Parameter structure for CmdID 0x000F00E8
| Index Word | Description | 
|---|---|
| 0x7D-0x00 | Usually value 0x00FFE000. | 
| 0x7E | Usually value 0x00FFFEE6? | 
| 0x7F | Usually value 0x00DCD919? | 
Parameter structure for CmdID 0x803F0112
| Index Word | Description | 
|---|---|
| 0 | 0x0 = unknown, 0xF = unknown. Only bits 3-0 are used.(Values 0x1-0xF all have the same effect) | 
| 1 | 0x0 = unknown, 0xF = unknown. Only bits 3-0 are used. | 
| 2 | 0x0 = unknown, 0x2 = unknown. Only bits 1-0 are used.(Values 0x1-0x3 all have the same effect) | 
| 3 | 0x0 = unknown, 0x2 = unknown. Only bits 1-0 are used.(Values 0x1-0x3 all have the same effect) | 
Entries for CmdID 0xXXXF02C1
| Index Word | Description | 
|---|---|
| 0 | float, the GPU handles this as the 4th word. | 
| 1 | float, the GPU handles this as the 3rd word. | 
| 2 | float, the GPU handles this as the 2nd word. | 
| 3 | float, the GPU handles this as the 1st word. | 
The below entry structure info is in the raw order used for the command, not the order used by the GPU.
Color Entry
| Index Word | Description | 
|---|---|
| 0 | float Red component | 
| 1 | float Blue component | 
| 2 | float Green component | 
| 3 | float Alpha | 
Lighting Color Entry
| Index Word | Description | 
|---|---|
| 0 | float Alpha | 
| 1 | float Blue component | 
| 2 | float Green component | 
| 3 | float Red component | 
Types for CmdID 0x000F02C0
The 0x000F02C0/0x000F02C1 is actually used as a generic way to set uniforms, regardless of what they represent. 0x000F02C0's parameter represents the ID of the destination GPU register (0x0 is c0, 0x1 is c1 etc). As such, the meaning of the data being sent over is entirely dependant on the shader currently in use. The values below may be "default" values used by Nintendo's openGL implementation.
| Value | Entries per chunk | Description | 
|---|---|---|
| 0x00 | 4 | This specifies 16-floats for a 4x4 matrix, used for glLoadMatrix() for the projection matrix. | 
| 0x04 | 4 | This specifies a 4x4 matrix, used for glLoadMatrix() for the model-view matrix.
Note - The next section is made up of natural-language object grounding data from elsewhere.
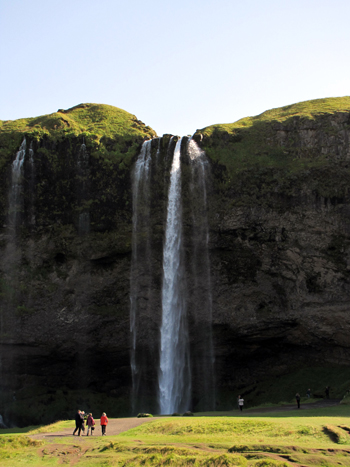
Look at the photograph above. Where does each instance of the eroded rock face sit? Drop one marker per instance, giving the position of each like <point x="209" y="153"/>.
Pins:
<point x="280" y="271"/>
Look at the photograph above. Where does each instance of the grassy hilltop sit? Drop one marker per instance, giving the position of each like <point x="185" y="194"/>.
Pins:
<point x="250" y="140"/>
<point x="100" y="125"/>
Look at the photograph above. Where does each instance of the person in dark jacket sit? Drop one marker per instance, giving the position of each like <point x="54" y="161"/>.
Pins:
<point x="90" y="424"/>
<point x="78" y="422"/>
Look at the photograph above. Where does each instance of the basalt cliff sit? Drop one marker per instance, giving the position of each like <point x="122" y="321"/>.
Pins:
<point x="278" y="207"/>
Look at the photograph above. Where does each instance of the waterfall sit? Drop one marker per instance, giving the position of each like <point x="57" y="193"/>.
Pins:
<point x="174" y="374"/>
<point x="83" y="173"/>
<point x="140" y="278"/>
<point x="15" y="194"/>
<point x="201" y="297"/>
<point x="31" y="185"/>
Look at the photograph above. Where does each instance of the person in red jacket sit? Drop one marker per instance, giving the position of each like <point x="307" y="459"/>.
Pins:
<point x="103" y="423"/>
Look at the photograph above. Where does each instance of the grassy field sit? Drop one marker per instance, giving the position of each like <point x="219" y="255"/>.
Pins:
<point x="316" y="437"/>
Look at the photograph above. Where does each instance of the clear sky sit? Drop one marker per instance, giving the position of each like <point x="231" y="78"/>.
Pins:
<point x="177" y="65"/>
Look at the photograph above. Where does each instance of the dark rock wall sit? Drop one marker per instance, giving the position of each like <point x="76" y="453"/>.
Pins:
<point x="280" y="268"/>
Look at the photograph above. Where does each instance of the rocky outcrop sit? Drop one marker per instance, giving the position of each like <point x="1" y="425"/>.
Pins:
<point x="279" y="242"/>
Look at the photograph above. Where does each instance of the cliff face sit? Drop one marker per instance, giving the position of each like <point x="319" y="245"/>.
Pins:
<point x="279" y="244"/>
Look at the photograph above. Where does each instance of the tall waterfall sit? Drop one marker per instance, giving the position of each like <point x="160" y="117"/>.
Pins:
<point x="31" y="185"/>
<point x="140" y="278"/>
<point x="15" y="193"/>
<point x="83" y="172"/>
<point x="174" y="374"/>
<point x="202" y="353"/>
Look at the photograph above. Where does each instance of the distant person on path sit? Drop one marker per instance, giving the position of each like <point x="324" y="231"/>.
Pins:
<point x="83" y="416"/>
<point x="90" y="424"/>
<point x="78" y="422"/>
<point x="104" y="423"/>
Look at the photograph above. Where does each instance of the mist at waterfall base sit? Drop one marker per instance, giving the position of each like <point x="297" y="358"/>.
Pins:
<point x="176" y="362"/>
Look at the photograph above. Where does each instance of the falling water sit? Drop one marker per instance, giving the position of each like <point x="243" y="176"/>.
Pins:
<point x="201" y="298"/>
<point x="83" y="171"/>
<point x="140" y="269"/>
<point x="31" y="184"/>
<point x="174" y="374"/>
<point x="15" y="194"/>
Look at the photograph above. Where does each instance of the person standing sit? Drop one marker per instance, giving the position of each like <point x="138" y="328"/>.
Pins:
<point x="90" y="424"/>
<point x="78" y="422"/>
<point x="104" y="423"/>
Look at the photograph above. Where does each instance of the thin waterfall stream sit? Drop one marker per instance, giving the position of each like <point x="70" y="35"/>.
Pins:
<point x="140" y="268"/>
<point x="159" y="318"/>
<point x="174" y="372"/>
This is usually an identity matrix. | 
| 0x08 | 2 | Sets the color. | 
| 0x0A | 4 | Specifies a 4x4 matrix, used for glLoadMatrix() for the texture matrix.(Index0) | 
| 0x0E | 3 | Specifies a 4x3 texture matrix.(Index1) | 
| 0x11 | 3 | Specifies a 4x3 texture matrix.(Index2) | 
| 0x14 | <=30 | Used to specify a 4xN matrix, where N is the total CmdID 0xXXXF02C1 entries. This is glMultMatrix() for the model-view matrix, except the input matrix is 4xN instead of 4x4. | 
| 0x4C | 4 | This specifies a 4x4 float matrix. | 
| 0x50, 0x53, and 0x56 | 1 | This specifies the GL_LIGHT0-2 color for GL_AMBIENT? | 
| 0x51, 0x54, and 0x57 | 1 | This specifies the GL_LIGHT0-2 color for GL_DIFFUSE? | 
| 0x52, 0x55, and 0x58 | 1 | This specifies the GL_LIGHT0-2 color for GL_SPECULAR? | 
| 0x59 | 1 | Unknown, the entry data is floats converted from s32s. Usually each entry word is zeros. | 
| 0x5A | 2 | Color related? | 
| 0x5C | 1 | ? | 
The matrices for types 0x00 and 0x04 use row-major order, instead of column-major order.